I am writing an application and eventually it comes to well parallelisable part:
two dimensional float initialData and result arrays
for each cell (a, b) in result array:
for each cell (i, j) in initialData:
result(a, b) += someComputation(initialData(i, j), a, b, i, j, some global data...);
Some more details about algorithm:
- I'd like to make the first loop's iterations to run concurrently (perhaps there is better approach?)

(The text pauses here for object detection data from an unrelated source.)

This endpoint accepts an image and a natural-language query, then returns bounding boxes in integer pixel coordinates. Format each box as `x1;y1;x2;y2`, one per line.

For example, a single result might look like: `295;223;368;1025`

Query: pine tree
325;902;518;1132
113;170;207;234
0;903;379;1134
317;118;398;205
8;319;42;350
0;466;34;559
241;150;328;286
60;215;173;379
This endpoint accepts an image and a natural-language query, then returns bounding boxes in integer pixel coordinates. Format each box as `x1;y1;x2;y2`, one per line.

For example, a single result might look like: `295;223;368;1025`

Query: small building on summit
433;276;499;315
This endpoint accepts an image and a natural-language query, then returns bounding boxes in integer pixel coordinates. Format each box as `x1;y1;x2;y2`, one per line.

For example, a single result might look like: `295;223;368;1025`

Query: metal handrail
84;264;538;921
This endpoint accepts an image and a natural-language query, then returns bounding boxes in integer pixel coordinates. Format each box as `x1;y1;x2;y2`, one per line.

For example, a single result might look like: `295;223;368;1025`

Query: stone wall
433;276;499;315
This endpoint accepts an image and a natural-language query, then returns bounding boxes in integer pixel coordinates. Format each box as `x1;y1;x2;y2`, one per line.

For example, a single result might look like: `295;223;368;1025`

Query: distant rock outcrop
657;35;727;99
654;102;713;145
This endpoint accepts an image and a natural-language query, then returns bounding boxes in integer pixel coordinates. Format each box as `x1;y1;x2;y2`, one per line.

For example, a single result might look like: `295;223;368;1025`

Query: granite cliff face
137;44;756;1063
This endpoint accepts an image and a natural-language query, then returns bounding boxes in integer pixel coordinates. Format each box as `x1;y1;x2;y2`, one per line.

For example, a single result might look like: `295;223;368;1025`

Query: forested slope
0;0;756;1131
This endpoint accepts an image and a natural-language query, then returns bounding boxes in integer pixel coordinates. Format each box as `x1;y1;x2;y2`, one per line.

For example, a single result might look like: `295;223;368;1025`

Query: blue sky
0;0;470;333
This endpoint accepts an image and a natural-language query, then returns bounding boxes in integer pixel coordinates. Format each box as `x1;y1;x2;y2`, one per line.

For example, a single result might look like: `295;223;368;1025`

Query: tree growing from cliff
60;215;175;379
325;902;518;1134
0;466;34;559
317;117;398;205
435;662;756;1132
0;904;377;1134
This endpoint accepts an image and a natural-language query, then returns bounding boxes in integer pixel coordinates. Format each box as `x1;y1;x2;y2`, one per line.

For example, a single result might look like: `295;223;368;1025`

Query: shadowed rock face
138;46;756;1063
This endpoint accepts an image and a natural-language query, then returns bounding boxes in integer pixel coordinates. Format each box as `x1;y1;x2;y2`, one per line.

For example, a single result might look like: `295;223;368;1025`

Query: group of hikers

- Initial data is accessed in read-only way
- someComputation is fairly simple, it involves multiplication, addition, cosine computing, so it could be accomplished by GPU, however, it needs the indexes of elements it is currently working on
- Arrays won't exceed ~4000 in any dimension
Library properties:
- Program is going to be written in C# (with WPF), so it would be nice if it (already) had easy-to-use .NET bindings
- If there is no GPU found, algorithm should run on CPU
- Program is going to be Windows-only and Windows XP support is highly preferable.
- Algorithm can be rewritten in OpenCL, however, I believe it is not as widely supported as pixel shaders. But, if there are no alternatives, OpenCL would be fine. (AFAIK CUDA runs only on nVidia GPU's and OpenCL covers both nVidia's and AMD's GPU's)
I have tried to look at Microsoft Accelerator library, but I haven't found a way to pass in array indexes. Any help would be apprectiated and excuse me for my english.